There was one more thing that he must do before he returned to his king. His son Seti had taken a few hours’ rest in the barracks. Nehsi found him in his bed with a plump maid beside him; hauled him up, great hulking young man that he was, and flung him headlong on the floor. He sprawled there, gasping with shock.
Nehsi set a foot on his neck. “You failed me,” he said, his voice so low it was no more than a rumble in his chest. “You’ve let her die.”
“She is not dead yet,” Seti said from the floor, with a fair degree of snap in his voice for a man who lay prostrate under another man’s foot. “All the physicians are saying that it’s women’s trouble. Was I to tell the gods to keep that from her till you came home?”
Nehsi kicked him onto his back. He glared up at his father, little cowed, though he knew better than to resist. Nehsi could not suppress a small crowing of pride in this son that he had sired.
“The physicians are in the younger king’s pay,” Nehsi said almost calmly. “As you should have known. She’s been poisoned. It’s so obvious, I wonder at you. Are you securing yourself with Thutmose, too? Has it occurred to you that your father is old and will die soon enough, but you have to live with this king for years thereafter?”
“I had hoped,” Seti said through clenched teeth, “that you would think better of me than that.”
“I might,” said Nehsi, “if she had not fallen ill under your guardianship.”
“It happened in a moment,” Seti said. “She had entertained a few lords and their ladies in her private dining chamber—something to do with a change in the taxes of the Tenth Nome, and the wedding of one of the nomarchs’ daughters. The wine was a new vintage, and strong. Most drank it as it was. She had hers watered—he
avily, I noticed. The waterjar was the same that is always there. We gave a bowl of it to one of the barracks dogs later, after she fell ill. It’s still romping about, chewing shieldstraps to shreds. We never found any evidence of poison.”
“Then someone came in and changed the water while you were fretting over her illness. That’s the simplest thing in the world to do.”
“I know that,” Seti said. “But we found nothing, therefore we can prove nothing.”
“The water should have been tasted before it was given her,” Nehsi said, “as every other drop she drank and morsel she ate was tasted. But no one thought of the water, did he? So simple a thing. So easy to detect if she had drunk it plain, but she drowned it in wine, and with it the taste of the poison.”
“Are you going to put a few servants to death? You can start with the steward of her dining chamber. He was near the waterjar rather often.”
“I well may do that,” Nehsi said with a growl in his throat. “Now tell me what should prevent me from beginning with you.”
“Nothing,” said Seti.
Nehsi lifted his foot abruptly and pulled Seti to his feet.
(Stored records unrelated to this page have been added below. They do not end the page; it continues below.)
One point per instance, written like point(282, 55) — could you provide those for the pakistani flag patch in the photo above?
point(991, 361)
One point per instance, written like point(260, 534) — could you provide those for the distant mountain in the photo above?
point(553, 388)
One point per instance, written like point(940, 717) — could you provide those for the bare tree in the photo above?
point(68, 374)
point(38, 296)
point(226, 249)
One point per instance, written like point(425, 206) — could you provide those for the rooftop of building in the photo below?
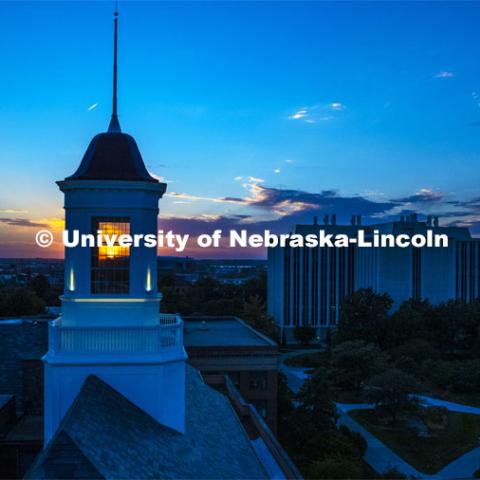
point(222, 331)
point(104, 435)
point(112, 156)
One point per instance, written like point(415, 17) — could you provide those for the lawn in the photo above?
point(426, 454)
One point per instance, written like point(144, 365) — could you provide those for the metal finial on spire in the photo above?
point(114, 123)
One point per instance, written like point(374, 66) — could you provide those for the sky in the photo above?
point(255, 114)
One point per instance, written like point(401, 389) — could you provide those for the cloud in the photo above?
point(444, 74)
point(299, 115)
point(21, 222)
point(337, 106)
point(423, 195)
point(12, 210)
point(318, 113)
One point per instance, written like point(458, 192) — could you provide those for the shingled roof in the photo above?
point(107, 436)
point(112, 156)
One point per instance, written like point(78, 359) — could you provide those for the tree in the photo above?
point(354, 362)
point(305, 334)
point(20, 301)
point(364, 316)
point(315, 403)
point(391, 391)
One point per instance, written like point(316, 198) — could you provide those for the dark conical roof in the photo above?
point(112, 156)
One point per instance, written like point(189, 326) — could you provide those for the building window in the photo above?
point(257, 381)
point(261, 407)
point(110, 264)
point(235, 378)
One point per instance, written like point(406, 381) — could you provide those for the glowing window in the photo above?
point(110, 264)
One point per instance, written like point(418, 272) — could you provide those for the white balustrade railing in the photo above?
point(166, 336)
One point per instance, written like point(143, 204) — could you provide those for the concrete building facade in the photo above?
point(306, 286)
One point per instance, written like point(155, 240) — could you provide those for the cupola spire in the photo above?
point(114, 126)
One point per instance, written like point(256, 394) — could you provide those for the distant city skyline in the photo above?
point(258, 115)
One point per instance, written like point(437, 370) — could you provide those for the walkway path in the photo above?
point(381, 458)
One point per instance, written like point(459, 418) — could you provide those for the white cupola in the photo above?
point(111, 324)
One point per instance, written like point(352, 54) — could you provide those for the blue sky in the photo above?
point(252, 112)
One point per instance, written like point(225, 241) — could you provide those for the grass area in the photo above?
point(308, 360)
point(470, 399)
point(426, 454)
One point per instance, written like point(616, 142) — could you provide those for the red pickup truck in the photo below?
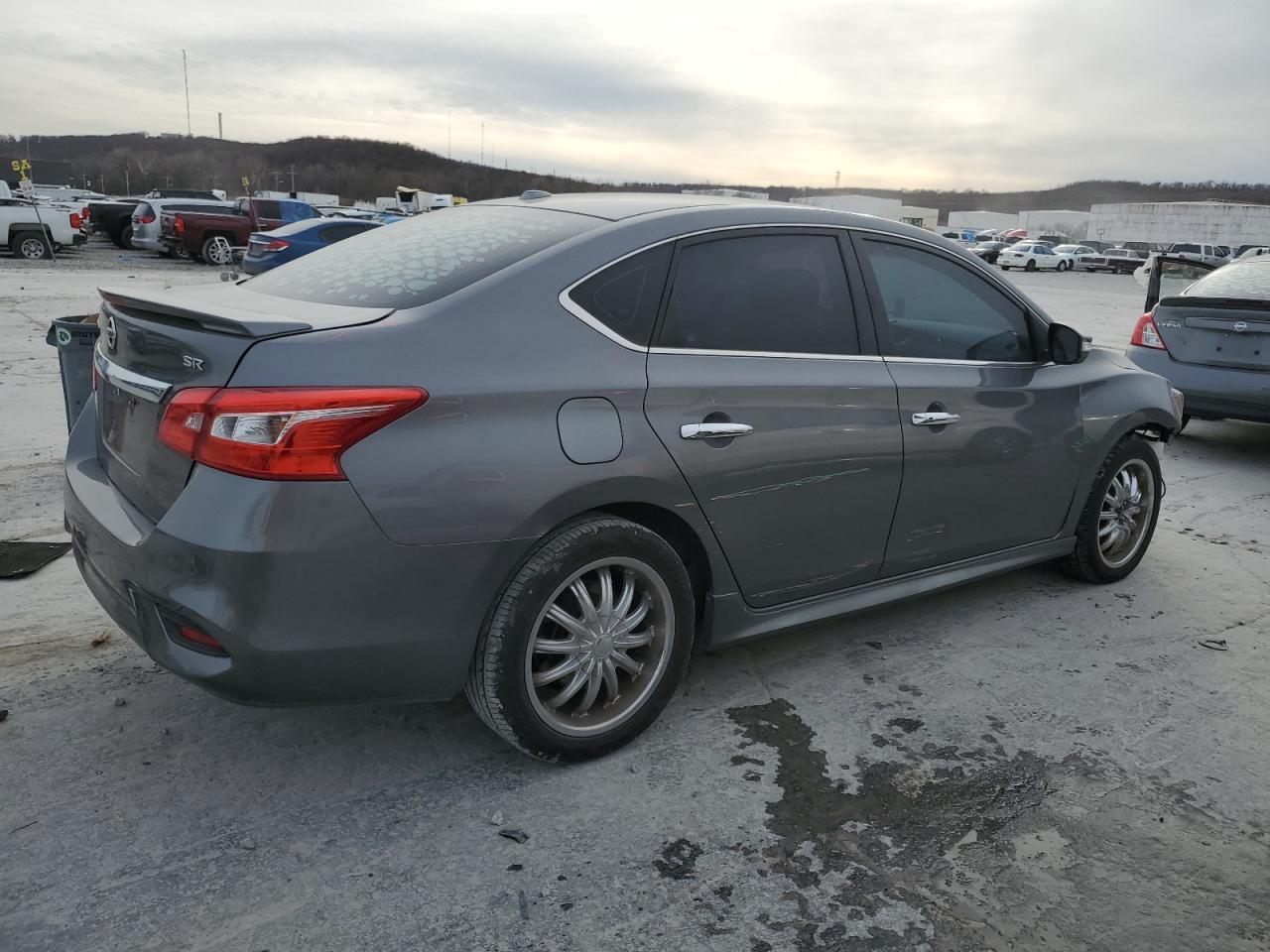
point(194, 234)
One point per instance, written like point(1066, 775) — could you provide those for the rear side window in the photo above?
point(423, 258)
point(338, 232)
point(939, 309)
point(625, 296)
point(778, 294)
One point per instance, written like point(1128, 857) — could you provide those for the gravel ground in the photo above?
point(1020, 763)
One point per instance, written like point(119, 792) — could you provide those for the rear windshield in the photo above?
point(421, 259)
point(1243, 280)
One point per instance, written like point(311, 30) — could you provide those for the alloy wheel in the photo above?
point(1125, 513)
point(32, 248)
point(601, 647)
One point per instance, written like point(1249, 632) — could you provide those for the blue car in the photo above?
point(268, 249)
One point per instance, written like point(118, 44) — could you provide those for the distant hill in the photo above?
point(362, 168)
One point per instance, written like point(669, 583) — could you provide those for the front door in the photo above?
point(785, 431)
point(992, 429)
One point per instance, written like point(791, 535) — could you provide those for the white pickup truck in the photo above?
point(35, 236)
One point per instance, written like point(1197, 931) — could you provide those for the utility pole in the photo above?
point(185, 67)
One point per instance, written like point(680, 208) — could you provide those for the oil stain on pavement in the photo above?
point(952, 848)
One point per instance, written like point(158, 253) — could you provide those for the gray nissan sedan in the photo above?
point(543, 448)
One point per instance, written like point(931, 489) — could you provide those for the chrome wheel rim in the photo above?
point(1127, 508)
point(599, 647)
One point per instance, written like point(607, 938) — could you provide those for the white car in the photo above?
point(1080, 258)
point(1030, 257)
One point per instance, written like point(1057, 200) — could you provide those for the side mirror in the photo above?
point(1066, 344)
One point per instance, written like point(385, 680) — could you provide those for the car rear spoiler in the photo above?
point(230, 308)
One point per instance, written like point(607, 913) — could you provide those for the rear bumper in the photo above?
point(1210, 391)
point(295, 579)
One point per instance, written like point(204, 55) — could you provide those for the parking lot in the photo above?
point(1026, 762)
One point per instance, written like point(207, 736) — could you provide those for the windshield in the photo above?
point(421, 259)
point(1243, 280)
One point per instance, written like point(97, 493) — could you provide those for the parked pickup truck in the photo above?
point(195, 232)
point(113, 218)
point(21, 229)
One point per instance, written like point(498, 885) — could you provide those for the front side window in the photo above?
point(939, 309)
point(625, 296)
point(781, 294)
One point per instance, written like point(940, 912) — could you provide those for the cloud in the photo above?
point(905, 93)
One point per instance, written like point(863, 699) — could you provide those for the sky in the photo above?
point(997, 94)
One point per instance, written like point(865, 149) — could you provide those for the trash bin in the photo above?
point(75, 339)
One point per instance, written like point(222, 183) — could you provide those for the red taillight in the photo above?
point(200, 639)
point(280, 433)
point(1144, 334)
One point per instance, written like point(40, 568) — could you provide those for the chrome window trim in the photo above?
point(966, 363)
point(793, 356)
point(128, 381)
point(570, 304)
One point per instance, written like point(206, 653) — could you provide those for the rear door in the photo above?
point(776, 411)
point(991, 429)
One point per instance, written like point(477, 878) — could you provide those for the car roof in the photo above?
point(300, 227)
point(689, 212)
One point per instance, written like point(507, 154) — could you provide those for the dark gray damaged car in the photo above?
point(540, 448)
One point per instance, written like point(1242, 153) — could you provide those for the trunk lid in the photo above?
point(157, 343)
point(1216, 333)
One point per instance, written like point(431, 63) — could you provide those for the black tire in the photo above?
point(207, 252)
point(497, 684)
point(1087, 560)
point(31, 245)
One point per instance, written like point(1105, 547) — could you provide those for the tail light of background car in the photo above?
point(1144, 334)
point(280, 433)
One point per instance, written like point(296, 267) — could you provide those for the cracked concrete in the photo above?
point(1021, 763)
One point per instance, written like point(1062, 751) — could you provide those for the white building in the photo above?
point(1056, 221)
point(890, 208)
point(922, 217)
point(978, 221)
point(1215, 222)
point(725, 193)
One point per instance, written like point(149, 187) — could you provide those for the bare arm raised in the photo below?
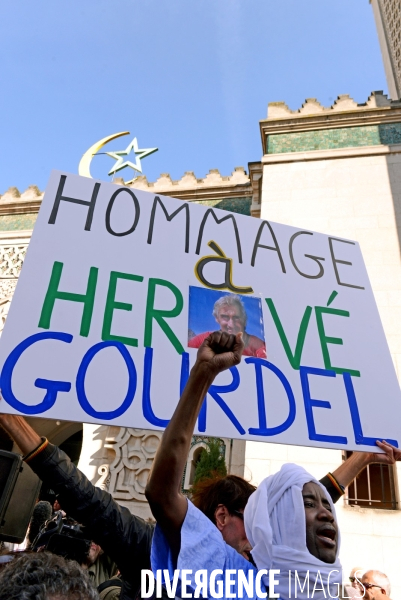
point(219, 352)
point(350, 468)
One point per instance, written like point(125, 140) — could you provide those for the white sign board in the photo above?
point(120, 286)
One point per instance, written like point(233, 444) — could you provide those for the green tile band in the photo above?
point(328, 139)
point(241, 206)
point(17, 222)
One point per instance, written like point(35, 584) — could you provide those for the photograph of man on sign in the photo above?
point(232, 313)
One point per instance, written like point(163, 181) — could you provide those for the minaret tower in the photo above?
point(388, 22)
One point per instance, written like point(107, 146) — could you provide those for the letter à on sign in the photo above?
point(102, 322)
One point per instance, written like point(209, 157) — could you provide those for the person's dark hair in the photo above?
point(232, 491)
point(45, 576)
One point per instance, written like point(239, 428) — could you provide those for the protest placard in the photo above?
point(120, 287)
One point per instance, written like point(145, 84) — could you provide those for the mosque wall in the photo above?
point(351, 191)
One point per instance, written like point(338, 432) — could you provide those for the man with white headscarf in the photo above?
point(290, 520)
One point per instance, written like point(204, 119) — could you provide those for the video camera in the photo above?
point(65, 537)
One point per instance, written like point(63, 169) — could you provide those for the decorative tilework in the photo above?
point(237, 205)
point(17, 222)
point(326, 139)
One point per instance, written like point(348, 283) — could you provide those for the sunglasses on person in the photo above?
point(238, 514)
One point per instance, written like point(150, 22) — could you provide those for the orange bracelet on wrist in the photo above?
point(37, 450)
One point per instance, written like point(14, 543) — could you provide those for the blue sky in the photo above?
point(192, 77)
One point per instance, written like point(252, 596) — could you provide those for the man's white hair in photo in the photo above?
point(230, 300)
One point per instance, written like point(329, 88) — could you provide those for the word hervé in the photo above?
point(259, 244)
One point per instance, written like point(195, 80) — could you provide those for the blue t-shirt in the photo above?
point(203, 548)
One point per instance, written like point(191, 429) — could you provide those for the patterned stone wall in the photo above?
point(11, 259)
point(327, 139)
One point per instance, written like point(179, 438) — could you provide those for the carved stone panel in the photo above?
point(134, 450)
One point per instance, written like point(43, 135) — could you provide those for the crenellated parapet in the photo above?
point(213, 187)
point(343, 126)
point(344, 102)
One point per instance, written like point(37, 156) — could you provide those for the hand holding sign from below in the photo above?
point(219, 352)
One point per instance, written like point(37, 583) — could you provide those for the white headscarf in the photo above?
point(276, 529)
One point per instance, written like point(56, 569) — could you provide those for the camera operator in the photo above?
point(65, 537)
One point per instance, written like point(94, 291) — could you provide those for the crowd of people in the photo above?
point(283, 536)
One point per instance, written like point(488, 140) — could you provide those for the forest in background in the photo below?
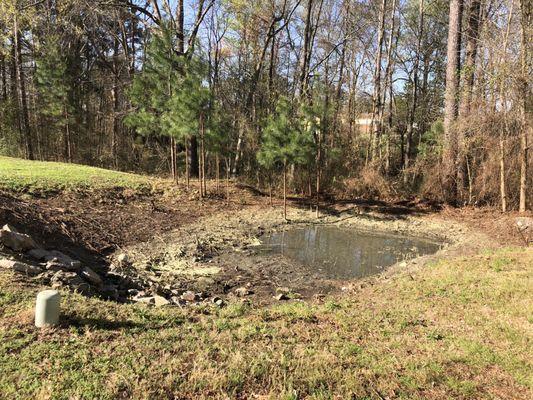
point(385, 98)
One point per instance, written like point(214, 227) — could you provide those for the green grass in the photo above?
point(460, 329)
point(20, 175)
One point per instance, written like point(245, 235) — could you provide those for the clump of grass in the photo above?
point(20, 175)
point(460, 329)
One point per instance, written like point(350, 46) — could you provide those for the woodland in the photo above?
point(379, 99)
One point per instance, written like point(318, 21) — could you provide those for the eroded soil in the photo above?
point(178, 241)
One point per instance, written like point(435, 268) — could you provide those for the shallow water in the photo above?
point(340, 253)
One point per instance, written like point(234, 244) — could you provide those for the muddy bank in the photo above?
point(179, 244)
point(216, 255)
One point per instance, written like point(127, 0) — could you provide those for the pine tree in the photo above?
point(53, 88)
point(285, 142)
point(169, 96)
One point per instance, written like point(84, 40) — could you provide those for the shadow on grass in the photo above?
point(69, 321)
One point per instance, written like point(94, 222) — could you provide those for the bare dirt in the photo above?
point(177, 240)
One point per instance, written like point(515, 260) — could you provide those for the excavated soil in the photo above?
point(179, 241)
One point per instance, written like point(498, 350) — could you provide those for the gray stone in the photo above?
point(281, 296)
point(110, 291)
point(38, 254)
point(70, 279)
point(189, 296)
point(62, 258)
point(123, 259)
point(16, 241)
point(243, 291)
point(146, 300)
point(7, 264)
point(90, 276)
point(524, 224)
point(27, 269)
point(160, 301)
point(20, 267)
point(218, 301)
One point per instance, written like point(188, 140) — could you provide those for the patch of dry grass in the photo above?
point(458, 328)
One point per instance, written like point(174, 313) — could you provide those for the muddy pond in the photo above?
point(343, 253)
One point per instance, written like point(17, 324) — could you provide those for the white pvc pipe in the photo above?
point(47, 308)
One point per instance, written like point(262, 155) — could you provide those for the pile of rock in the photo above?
point(51, 267)
point(120, 281)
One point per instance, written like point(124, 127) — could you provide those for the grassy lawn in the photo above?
point(35, 176)
point(459, 328)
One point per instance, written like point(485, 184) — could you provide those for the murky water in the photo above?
point(340, 253)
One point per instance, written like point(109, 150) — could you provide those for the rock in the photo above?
point(156, 300)
point(177, 300)
point(63, 259)
point(123, 259)
point(243, 291)
point(218, 301)
point(55, 266)
point(27, 269)
point(38, 254)
point(70, 279)
point(16, 241)
point(160, 301)
point(190, 296)
point(110, 291)
point(524, 223)
point(90, 276)
point(146, 300)
point(20, 267)
point(281, 296)
point(7, 264)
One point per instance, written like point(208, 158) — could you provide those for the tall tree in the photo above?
point(451, 96)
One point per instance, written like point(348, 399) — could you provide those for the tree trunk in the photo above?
point(187, 170)
point(450, 97)
point(526, 104)
point(21, 91)
point(376, 98)
point(503, 100)
point(471, 35)
point(285, 189)
point(305, 56)
point(414, 94)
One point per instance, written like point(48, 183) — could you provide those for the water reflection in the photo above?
point(344, 253)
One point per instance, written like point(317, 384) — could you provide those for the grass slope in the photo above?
point(456, 329)
point(36, 176)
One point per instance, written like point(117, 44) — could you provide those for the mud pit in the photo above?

He struck his son in the face, a hard, backhanded blow. Seti withstood it without expression. “That is for your failure. This,” he said, pulling the young man into a tight embrace, “is for your courage in telling me the truth.”
Seti stood back when his father would let him, hands on Nehsi’s shoulders, not smiling, not quite, but his eyes were warm. And relieved, Nehsi noticed. That was well. A son should walk in proper fear of his father.
“Father,” Seti said. “Do you want me to go hunting a king?”
“I would dearly love,” said Nehsi, “to bury that young man deep and set a mountain on his grave. But my king will not kill a king. No more will I. He lives; there’s no help for it. I’ve done what I can to make certain that he takes no more vengeance on her than he has already.”